Legally, one of the most important public cases was Vacker v. ElevenLabs in 2024. The complaint shows that two voice actors, two authors, and a publisher sued ElevenLabs, alleging misappropriation of voice/publicity rights and DMCA-related violations; the complaint explicitly linked the platform’s default voices “Bella” and “Adam” to the plaintiffs’ voices. These are allegations in a complaint, not judicial findings of fact. According to AI Lawsuit Tracker’s later docket summary, the case was marked settled as of May 2026, but public materials do not disclose the settlement amount or terms. The importance of this case lies less in a public courtroom victory or defeat and more in the way it pushed ElevenLabs into the harder legal terrain around training data, voice identity, copyright-management information, and the legitimacy of platform default voices.

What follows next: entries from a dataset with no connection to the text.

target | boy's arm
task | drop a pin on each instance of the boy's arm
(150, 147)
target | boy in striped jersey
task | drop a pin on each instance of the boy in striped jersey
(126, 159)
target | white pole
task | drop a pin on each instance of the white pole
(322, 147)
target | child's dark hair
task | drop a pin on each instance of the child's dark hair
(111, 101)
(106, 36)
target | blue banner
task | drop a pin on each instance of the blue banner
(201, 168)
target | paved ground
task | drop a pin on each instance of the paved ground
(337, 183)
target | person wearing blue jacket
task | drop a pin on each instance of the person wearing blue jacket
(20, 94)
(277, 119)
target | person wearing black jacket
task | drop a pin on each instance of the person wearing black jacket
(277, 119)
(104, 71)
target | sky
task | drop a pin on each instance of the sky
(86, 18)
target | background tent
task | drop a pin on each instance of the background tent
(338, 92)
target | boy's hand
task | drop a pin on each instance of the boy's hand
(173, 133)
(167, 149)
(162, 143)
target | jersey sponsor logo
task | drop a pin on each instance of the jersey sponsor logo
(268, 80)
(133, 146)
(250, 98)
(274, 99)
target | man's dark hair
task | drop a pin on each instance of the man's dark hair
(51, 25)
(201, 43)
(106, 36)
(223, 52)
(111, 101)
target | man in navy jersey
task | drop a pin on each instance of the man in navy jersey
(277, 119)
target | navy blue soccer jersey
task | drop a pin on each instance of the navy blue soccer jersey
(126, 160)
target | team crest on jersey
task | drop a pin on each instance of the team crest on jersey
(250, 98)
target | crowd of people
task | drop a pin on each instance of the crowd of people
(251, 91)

Even if that 2024 case settled, the controversy did not end. In May 2026, Sifted reported that a group of journalists and voice professionals sued ElevenLabs in Illinois, alleging that the company built its voice models using recordings of their voices without consent. The case remains at the allegation stage, with no final resolution yet. But the broader pattern is important: the controversy around ElevenLabs has shifted from “will users misuse the tool?” to “how was the model trained in the first place?” If the 2023–2024 period centered on output-side abuse, the 2024–2026 phase has increasingly centered on input-side consent and compliance.

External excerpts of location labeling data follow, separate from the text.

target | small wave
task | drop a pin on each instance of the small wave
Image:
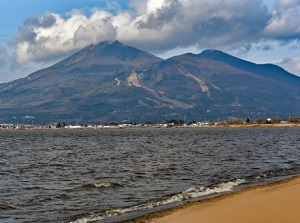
(5, 206)
(185, 195)
(97, 185)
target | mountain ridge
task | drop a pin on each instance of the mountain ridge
(110, 81)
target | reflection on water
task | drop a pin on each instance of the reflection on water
(69, 175)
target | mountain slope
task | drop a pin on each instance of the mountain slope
(114, 82)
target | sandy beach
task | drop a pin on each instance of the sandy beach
(273, 203)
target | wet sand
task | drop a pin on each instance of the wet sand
(274, 203)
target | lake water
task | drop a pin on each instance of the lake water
(107, 175)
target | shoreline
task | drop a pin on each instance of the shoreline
(287, 125)
(274, 202)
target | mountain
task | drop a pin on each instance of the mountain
(112, 82)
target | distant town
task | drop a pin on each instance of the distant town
(232, 122)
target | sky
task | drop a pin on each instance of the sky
(38, 33)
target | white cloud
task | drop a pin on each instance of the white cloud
(285, 23)
(152, 25)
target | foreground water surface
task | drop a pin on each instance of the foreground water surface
(107, 175)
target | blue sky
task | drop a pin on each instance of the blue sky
(38, 33)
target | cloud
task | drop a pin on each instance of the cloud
(152, 25)
(284, 24)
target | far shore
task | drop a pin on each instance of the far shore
(275, 203)
(210, 125)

As of 2026, ElevenLabs is no longer merely a promising European AI startup. It is firmly in the global top tier of AI-audio companies. The company announced an $11 billion valuation in February 2026 and disclosed more than $500 million ARR in May 2026. Its public platform now spans 70+ languages, 10,000+ voices, enterprise agents, creator workflows, APIs, government offerings, and the Impact Program. Geographically, it operates with what is effectively a transatlantic core. Officially, ElevenLabs said in 2024 that London had become its European HQ and center for worldwide operations, while remaining remote-first and spread across more than 15 countries. Reuters often describes it as London-based, while AP described it in 2025 as New York-based. The best interpretation is not that one source is simply “wrong,” but that ElevenLabs has evolved into a cross-border company with major London and New York centers rather than a single-city identity.

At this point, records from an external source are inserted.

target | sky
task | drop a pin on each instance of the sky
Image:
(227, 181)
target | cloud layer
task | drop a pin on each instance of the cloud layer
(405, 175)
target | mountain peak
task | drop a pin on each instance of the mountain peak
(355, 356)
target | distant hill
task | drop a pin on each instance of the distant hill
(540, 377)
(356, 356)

Why will ElevenLabs and its founders be remembered? Probably for four reasons. First, they pushed voice AI from mechanical TTS toward context-sensitive, emotionally expressive, multilingual, and increasingly real-time interaction. Second, they turned voice from a creator-side feature into enterprise and public-sector infrastructure. Third, they showed that a Europe-rooted team could build a globally important platform in generative AI rather than just a niche tool. And fourth, they forced the market to grapple with voice rights as a structural issue, not as a side effect of better software. At the same time, the company’s long-term risk is now very clear: not whether it can build better products, but whether it can handle training-data compliance, identity verification, celebrity licensing, political deepfakes, and public trust at the scale of infrastructure. On parents, family class, precise birth details, the full cap table, and settlement terms, public English-language materials remain inadequate, so the correct conclusion is still: public information is limited / accounts differ / cannot be fully confirmed at this time.